Pidato Lengkap Jokowi di Sidang Tahunan MPR Soal Pak Lurah hingga Ejekan Plonga-plongo
Presiden Jokowi merespons serangan negatif selama ini yang ditujukan kepadanya.
Presiden Jokowi merespons serangan negatif selama ini yang ditujukan kepadanya.
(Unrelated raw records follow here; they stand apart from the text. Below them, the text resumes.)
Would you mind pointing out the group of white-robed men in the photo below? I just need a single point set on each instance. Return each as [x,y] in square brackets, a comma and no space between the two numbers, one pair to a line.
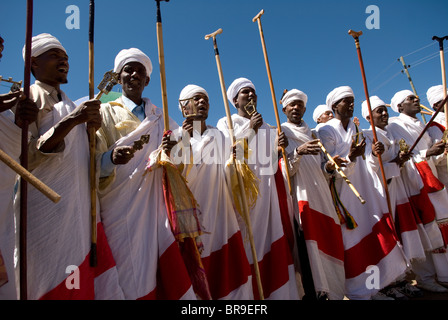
[138,254]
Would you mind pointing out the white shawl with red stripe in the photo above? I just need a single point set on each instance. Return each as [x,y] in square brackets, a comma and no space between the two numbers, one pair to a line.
[134,214]
[319,221]
[59,234]
[224,257]
[408,224]
[273,253]
[372,242]
[10,144]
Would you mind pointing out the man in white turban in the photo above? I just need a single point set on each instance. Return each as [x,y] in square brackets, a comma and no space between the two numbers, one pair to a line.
[202,156]
[133,210]
[365,227]
[433,198]
[314,211]
[59,234]
[271,242]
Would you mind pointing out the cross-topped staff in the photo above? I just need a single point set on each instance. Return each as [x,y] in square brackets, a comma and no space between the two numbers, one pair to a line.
[166,119]
[242,194]
[274,100]
[442,64]
[24,156]
[356,36]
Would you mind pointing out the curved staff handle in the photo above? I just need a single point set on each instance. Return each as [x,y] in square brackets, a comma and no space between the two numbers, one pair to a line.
[242,194]
[274,100]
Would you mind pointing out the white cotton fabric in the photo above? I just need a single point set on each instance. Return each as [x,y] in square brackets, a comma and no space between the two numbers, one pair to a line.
[189,92]
[310,185]
[398,98]
[338,94]
[337,141]
[10,143]
[293,95]
[236,86]
[375,102]
[265,215]
[435,94]
[43,43]
[320,110]
[126,56]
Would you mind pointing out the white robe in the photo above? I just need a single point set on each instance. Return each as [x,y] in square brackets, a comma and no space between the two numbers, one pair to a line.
[10,143]
[319,220]
[434,190]
[273,253]
[224,257]
[134,214]
[408,225]
[372,243]
[58,237]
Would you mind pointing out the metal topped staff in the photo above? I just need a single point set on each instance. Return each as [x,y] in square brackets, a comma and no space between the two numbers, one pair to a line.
[274,100]
[356,36]
[240,180]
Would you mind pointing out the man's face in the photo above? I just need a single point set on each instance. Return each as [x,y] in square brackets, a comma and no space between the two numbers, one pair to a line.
[133,79]
[343,109]
[325,117]
[51,67]
[242,99]
[295,111]
[198,105]
[380,117]
[410,106]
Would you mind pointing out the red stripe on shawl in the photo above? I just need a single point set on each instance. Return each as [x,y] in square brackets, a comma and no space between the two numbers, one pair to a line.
[432,184]
[172,276]
[87,274]
[371,249]
[322,229]
[274,268]
[227,268]
[283,203]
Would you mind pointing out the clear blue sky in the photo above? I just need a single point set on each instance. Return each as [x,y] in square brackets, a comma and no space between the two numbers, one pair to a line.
[307,43]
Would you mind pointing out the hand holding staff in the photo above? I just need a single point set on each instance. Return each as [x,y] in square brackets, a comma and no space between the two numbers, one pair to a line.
[240,180]
[274,100]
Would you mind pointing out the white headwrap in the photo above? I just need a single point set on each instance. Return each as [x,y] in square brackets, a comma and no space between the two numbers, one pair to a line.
[375,102]
[189,92]
[42,43]
[292,95]
[320,110]
[236,86]
[338,94]
[132,55]
[398,98]
[435,94]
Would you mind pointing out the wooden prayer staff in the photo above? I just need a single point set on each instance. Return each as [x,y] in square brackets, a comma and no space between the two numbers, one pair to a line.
[274,100]
[24,157]
[442,63]
[356,36]
[166,119]
[240,180]
[92,140]
[429,123]
[412,84]
[341,172]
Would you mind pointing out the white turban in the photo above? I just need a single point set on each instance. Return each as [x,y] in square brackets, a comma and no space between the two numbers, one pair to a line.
[132,55]
[42,43]
[293,95]
[338,94]
[320,110]
[398,98]
[375,102]
[189,92]
[236,86]
[435,94]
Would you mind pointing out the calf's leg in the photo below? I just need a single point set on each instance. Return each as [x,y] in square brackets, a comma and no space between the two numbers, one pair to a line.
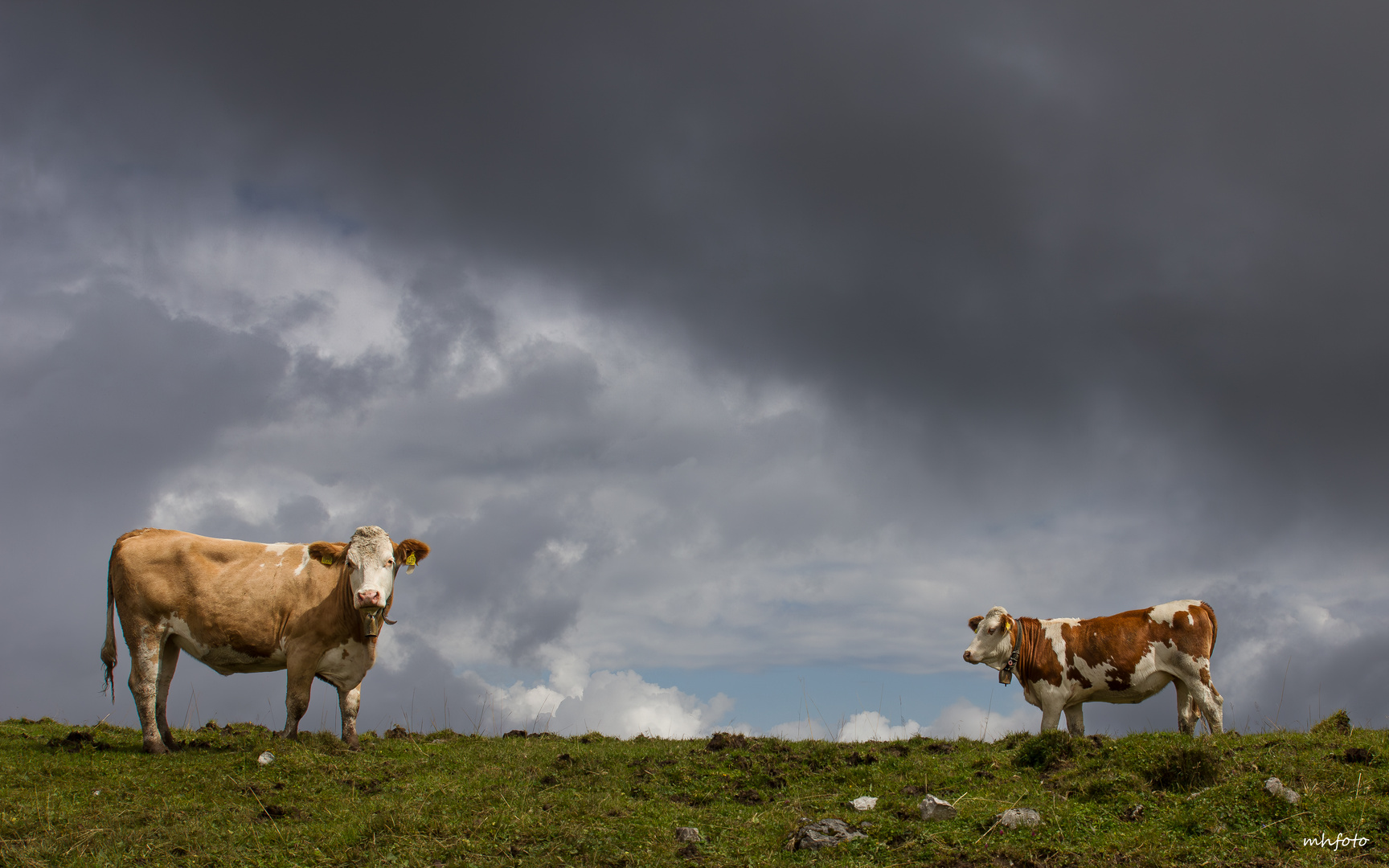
[168,661]
[1076,719]
[347,703]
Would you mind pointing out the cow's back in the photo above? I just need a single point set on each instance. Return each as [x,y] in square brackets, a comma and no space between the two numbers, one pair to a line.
[215,592]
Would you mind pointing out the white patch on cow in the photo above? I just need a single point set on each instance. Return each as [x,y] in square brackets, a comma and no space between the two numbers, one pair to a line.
[345,664]
[183,635]
[1167,612]
[1051,629]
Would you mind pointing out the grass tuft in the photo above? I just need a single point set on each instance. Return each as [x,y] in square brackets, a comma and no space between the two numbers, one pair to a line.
[89,796]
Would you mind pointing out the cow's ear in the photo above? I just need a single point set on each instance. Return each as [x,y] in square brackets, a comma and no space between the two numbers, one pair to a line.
[326,553]
[410,551]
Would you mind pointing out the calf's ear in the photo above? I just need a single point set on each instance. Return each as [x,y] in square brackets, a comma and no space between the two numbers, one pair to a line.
[410,551]
[326,553]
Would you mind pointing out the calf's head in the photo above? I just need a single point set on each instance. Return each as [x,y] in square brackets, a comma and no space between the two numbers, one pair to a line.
[372,563]
[994,638]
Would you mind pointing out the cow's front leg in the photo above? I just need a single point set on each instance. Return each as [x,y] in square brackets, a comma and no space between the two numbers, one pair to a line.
[1076,719]
[301,682]
[168,661]
[1186,710]
[145,677]
[347,703]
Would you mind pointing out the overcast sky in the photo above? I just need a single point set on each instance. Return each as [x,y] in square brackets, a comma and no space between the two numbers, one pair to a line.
[730,357]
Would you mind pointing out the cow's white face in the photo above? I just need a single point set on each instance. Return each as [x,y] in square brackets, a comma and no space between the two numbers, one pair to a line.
[371,560]
[992,639]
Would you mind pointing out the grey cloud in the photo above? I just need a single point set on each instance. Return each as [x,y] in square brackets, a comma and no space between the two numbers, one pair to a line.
[1038,263]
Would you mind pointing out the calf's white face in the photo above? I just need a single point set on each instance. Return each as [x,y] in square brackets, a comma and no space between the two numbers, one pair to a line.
[992,639]
[371,560]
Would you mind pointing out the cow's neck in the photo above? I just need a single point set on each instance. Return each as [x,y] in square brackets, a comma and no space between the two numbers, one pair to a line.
[1030,641]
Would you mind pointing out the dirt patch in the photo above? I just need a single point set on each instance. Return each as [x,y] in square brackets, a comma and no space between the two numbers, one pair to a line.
[1358,755]
[749,797]
[76,739]
[1337,723]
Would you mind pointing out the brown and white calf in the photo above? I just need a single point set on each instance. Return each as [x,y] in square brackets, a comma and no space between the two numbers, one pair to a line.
[311,608]
[1129,657]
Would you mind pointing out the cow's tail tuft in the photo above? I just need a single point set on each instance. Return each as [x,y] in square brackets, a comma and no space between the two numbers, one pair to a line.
[109,648]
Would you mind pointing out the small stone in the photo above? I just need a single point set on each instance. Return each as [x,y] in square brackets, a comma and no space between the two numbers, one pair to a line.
[1276,788]
[936,809]
[1017,817]
[822,833]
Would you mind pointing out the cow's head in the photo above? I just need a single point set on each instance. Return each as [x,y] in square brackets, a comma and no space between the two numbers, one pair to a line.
[994,638]
[372,563]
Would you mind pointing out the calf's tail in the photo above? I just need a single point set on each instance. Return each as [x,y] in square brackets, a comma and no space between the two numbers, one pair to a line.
[1215,624]
[109,648]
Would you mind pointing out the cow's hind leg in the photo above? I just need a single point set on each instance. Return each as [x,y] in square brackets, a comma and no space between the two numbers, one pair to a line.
[347,703]
[168,661]
[145,675]
[296,694]
[1076,719]
[1194,700]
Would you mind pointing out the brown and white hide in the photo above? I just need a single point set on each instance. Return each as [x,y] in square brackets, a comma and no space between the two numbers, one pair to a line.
[1129,657]
[313,610]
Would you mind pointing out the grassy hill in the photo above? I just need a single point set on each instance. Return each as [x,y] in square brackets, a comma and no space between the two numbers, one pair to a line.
[88,796]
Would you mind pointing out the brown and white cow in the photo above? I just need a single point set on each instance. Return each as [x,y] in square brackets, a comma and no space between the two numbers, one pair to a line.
[1121,658]
[311,608]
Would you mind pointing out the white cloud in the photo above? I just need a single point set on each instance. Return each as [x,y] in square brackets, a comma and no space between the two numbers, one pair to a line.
[874,727]
[965,719]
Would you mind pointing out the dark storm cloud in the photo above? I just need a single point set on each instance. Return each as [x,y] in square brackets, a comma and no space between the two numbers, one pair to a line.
[990,219]
[1124,257]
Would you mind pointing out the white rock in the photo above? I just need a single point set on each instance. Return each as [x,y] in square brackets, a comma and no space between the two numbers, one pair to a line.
[1276,788]
[936,809]
[1017,817]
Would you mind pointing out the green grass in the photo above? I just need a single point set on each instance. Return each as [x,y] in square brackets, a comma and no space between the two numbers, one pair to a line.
[444,799]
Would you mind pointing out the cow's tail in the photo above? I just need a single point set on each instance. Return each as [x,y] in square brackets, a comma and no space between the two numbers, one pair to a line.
[109,648]
[1210,612]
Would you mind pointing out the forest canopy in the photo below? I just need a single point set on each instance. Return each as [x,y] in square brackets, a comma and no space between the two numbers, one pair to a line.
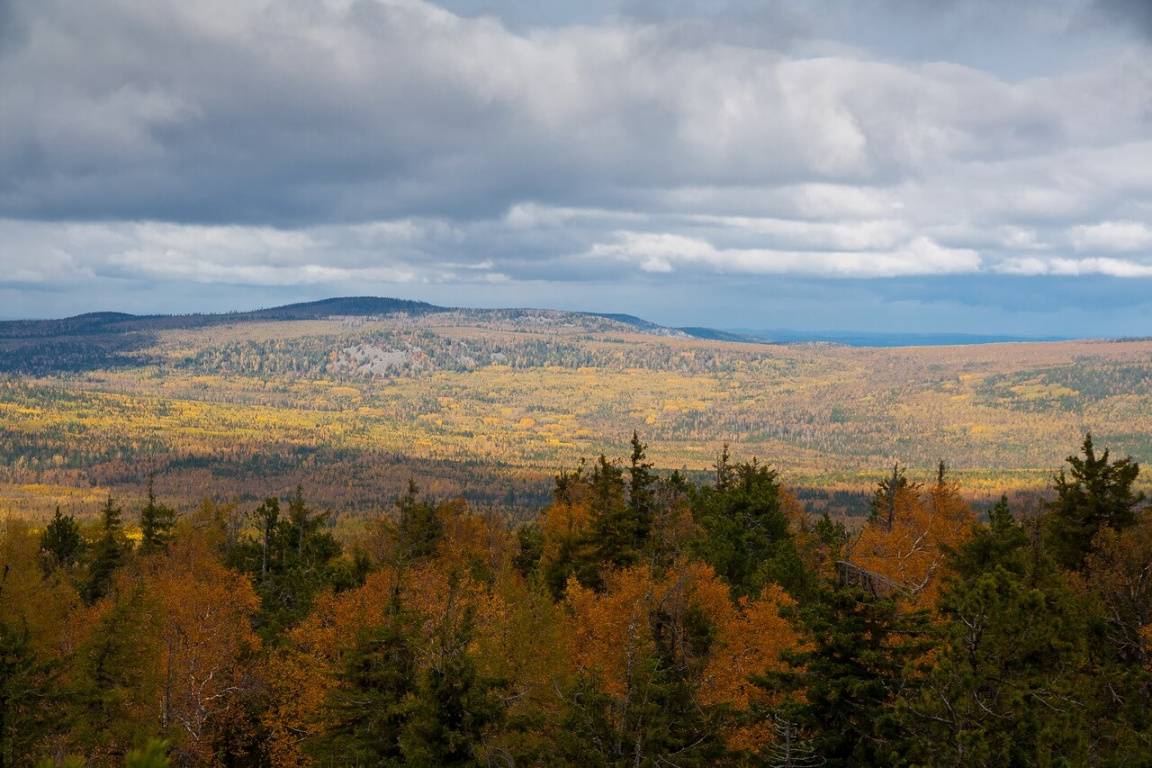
[642,618]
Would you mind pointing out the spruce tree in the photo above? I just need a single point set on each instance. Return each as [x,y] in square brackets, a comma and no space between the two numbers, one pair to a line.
[61,542]
[107,554]
[641,491]
[840,691]
[453,705]
[157,522]
[369,712]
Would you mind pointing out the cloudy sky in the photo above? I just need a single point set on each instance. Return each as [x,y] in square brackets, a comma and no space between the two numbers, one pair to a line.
[877,165]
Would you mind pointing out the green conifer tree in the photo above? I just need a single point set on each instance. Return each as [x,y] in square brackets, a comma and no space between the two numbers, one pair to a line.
[1092,494]
[107,553]
[157,522]
[61,542]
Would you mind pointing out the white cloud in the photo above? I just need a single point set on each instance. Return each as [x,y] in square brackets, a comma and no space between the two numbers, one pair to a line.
[1074,267]
[1112,236]
[662,252]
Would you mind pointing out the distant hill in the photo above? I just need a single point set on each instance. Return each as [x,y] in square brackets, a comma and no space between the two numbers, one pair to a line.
[99,340]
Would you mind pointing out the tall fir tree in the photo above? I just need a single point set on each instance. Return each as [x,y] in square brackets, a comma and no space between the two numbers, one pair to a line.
[61,542]
[107,554]
[1093,493]
[157,522]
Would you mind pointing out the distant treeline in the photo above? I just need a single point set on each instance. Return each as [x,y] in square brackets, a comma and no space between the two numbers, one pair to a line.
[642,618]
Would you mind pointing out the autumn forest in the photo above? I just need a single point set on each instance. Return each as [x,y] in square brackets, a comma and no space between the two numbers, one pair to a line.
[421,539]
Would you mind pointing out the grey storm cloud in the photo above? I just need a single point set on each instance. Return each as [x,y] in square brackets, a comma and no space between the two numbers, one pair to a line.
[395,143]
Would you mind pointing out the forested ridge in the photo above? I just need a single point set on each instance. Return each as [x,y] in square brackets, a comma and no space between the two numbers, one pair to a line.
[643,617]
[489,404]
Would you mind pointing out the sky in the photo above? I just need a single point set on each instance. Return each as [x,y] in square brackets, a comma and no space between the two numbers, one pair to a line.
[956,166]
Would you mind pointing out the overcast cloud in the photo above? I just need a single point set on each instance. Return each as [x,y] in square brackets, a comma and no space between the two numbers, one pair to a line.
[884,164]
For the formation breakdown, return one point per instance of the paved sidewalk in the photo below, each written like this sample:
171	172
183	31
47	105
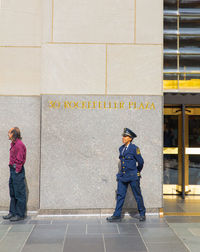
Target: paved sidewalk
94	234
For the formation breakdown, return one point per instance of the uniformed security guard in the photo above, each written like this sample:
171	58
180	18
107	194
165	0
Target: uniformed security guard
131	166
17	186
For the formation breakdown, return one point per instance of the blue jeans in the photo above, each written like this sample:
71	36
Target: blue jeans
17	189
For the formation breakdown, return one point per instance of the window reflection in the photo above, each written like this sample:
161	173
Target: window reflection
170	25
190	25
170	4
170	169
170	131
194	169
189	63
189	44
181	44
170	63
189	6
194	131
170	44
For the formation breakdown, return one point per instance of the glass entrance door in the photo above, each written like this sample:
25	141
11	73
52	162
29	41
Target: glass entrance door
181	150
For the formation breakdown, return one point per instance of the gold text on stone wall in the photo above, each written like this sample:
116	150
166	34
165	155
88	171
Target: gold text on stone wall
108	105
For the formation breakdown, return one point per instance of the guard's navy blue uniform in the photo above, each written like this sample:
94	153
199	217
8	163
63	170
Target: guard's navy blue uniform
17	192
131	166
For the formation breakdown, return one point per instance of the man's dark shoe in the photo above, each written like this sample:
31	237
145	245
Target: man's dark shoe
16	218
113	218
7	217
142	218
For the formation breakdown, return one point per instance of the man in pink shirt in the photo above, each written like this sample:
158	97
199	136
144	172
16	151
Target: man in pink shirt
17	177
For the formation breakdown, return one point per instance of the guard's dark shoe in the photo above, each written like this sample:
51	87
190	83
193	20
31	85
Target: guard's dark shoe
142	218
7	217
16	218
113	218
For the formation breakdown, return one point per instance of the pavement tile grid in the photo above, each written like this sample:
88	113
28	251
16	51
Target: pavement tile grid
89	234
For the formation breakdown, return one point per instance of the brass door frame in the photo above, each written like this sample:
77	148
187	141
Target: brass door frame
173	188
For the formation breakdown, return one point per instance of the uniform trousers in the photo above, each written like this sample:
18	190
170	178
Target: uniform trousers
17	190
121	194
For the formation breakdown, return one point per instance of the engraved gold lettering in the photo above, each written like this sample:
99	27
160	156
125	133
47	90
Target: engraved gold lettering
100	105
130	105
84	105
67	104
121	105
51	104
152	106
109	105
89	104
141	106
94	104
76	105
54	104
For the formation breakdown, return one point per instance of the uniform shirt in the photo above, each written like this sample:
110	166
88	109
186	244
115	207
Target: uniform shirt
17	154
131	162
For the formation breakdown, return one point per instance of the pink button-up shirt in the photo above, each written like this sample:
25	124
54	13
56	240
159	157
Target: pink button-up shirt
17	154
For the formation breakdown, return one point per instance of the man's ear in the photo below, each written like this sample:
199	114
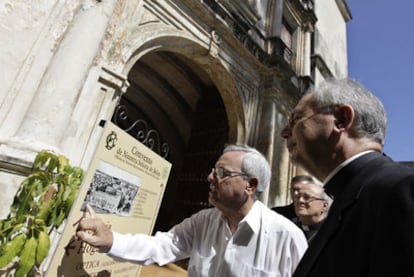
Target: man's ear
253	183
344	117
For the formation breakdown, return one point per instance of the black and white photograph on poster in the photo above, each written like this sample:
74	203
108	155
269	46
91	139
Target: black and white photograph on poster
112	190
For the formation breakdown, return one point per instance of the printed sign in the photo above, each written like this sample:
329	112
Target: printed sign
124	185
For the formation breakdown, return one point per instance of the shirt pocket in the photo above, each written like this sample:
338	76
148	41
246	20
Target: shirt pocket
199	266
249	271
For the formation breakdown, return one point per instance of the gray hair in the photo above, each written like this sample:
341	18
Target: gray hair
370	116
253	164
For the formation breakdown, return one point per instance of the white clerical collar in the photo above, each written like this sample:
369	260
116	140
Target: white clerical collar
343	164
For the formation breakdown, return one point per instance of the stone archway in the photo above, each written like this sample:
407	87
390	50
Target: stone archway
177	98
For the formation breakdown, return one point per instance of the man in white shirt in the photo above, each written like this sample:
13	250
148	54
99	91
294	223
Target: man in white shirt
240	236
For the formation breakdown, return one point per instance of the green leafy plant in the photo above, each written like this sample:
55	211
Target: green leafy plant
41	204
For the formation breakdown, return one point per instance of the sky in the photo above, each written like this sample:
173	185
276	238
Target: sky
381	57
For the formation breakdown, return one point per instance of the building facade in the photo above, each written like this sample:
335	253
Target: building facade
183	76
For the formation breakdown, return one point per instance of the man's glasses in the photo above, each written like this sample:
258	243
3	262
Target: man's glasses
307	198
294	118
220	172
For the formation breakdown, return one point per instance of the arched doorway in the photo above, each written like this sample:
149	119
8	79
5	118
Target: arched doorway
172	96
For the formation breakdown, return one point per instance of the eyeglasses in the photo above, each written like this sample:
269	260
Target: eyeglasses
293	118
307	198
221	172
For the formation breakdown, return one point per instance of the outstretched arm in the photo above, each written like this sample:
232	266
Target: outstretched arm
94	231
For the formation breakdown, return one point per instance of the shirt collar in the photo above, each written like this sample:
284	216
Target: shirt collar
343	164
252	219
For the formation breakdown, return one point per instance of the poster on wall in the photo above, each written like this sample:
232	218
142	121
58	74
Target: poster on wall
124	184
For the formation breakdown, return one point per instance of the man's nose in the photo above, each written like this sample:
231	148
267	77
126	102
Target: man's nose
286	132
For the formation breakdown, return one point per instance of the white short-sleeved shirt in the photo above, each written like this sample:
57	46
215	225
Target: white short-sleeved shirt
265	244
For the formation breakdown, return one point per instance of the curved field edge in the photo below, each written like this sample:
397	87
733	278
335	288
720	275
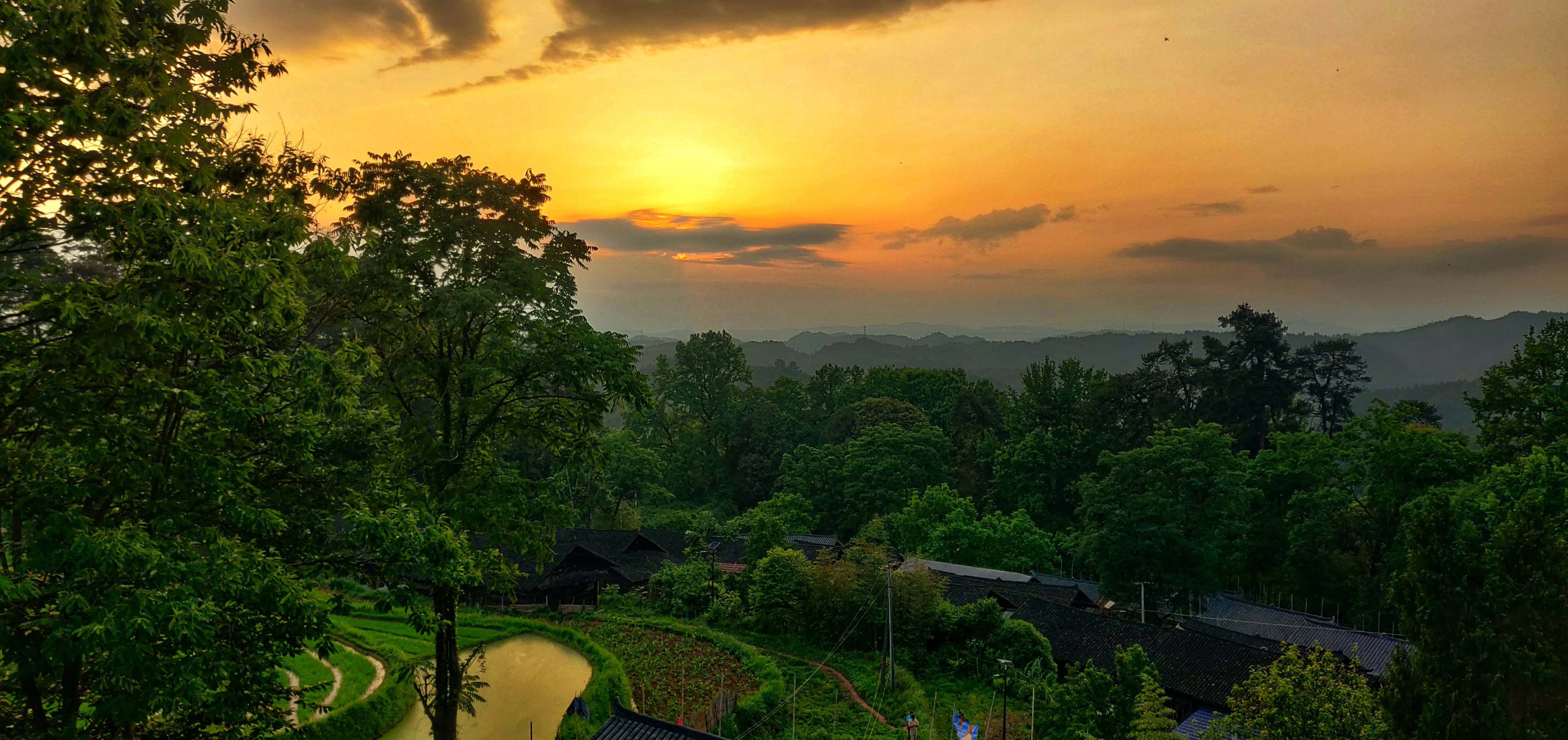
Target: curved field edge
753	709
375	716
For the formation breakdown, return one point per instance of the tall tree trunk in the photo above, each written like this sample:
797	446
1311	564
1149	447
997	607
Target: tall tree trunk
35	703
449	672
70	698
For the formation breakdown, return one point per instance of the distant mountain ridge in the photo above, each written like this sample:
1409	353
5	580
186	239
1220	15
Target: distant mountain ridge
1453	350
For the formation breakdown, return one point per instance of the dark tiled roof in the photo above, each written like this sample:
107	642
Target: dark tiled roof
626	725
1200	667
1192	623
1089	587
626	557
1285	626
973	571
1009	595
1197	723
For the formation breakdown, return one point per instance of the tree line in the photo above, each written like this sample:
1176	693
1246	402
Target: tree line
215	399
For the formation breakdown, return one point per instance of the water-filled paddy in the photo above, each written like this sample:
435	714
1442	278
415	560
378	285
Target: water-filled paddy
530	679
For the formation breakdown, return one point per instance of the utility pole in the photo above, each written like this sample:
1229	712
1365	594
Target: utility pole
1006	675
713	574
890	634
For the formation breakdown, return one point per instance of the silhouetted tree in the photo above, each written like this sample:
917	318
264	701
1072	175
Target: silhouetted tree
1332	375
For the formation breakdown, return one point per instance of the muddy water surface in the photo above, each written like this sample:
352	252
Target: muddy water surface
530	679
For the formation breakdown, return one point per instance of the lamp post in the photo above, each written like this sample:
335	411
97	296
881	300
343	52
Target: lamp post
1007	666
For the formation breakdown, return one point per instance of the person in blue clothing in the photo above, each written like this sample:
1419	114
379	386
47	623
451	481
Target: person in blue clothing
963	728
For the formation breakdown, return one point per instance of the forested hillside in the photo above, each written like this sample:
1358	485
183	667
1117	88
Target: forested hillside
1457	349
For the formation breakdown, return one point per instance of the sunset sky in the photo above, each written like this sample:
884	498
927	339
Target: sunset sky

Pidato Lengkap Jokowi di Sidang Tahunan MPR Soal Pak Lurah hingga Ejekan Plonga-plongo
Presiden Joko Widodo (Jokow) mengawali pidato kenegaraan dalam sidang tahunan MPR dengan membahas situasi nasional memasuki tahun politik, termasuk dinamika terkait penetapan calon presiden dan calon wakil presiden. Dalam pernyataannya, Jokowi juga menyinggung perihal serangan atau ejekan dari sejumlah pihak yang dialamatkan kepadanya. Termasuk sebutan sebagai presiden tidak tahu apa-apa atau plonga-plongo.
Menanggapi isu-isu negatif tersebut, Jokowi menyimpulkan bahwa budaya santun budi pekerti saat ini mulai hilang. Kebebasan dan demokrasi, menutur Jokowi, dijadikan pembenaran oleh sejumlah pihak untuk melampiaskan kedengkian dan fitnah. Berikut pidato lengkap Jokowi dalam sidang tahunan MPR di Kompleks Parlemen, Rabu (16/8):
"Kita saat ini sudah memasuki tahun politik. Suasananya sudah hangat-hangat kuku dan sedang tren di kalangan politisi dan parpol. Setiap ditanya soal siapa Capres Cawapres-nya, jawabannya 'Belum ada arahan Pak Lurah'."
"Saya sempat mikir, siapa Pak Lurah ini. Sedikit-sedikit kok Pak Lurah. Belakangan saya tahu yang dimaksud Pak Lurah itu ternyata Saya."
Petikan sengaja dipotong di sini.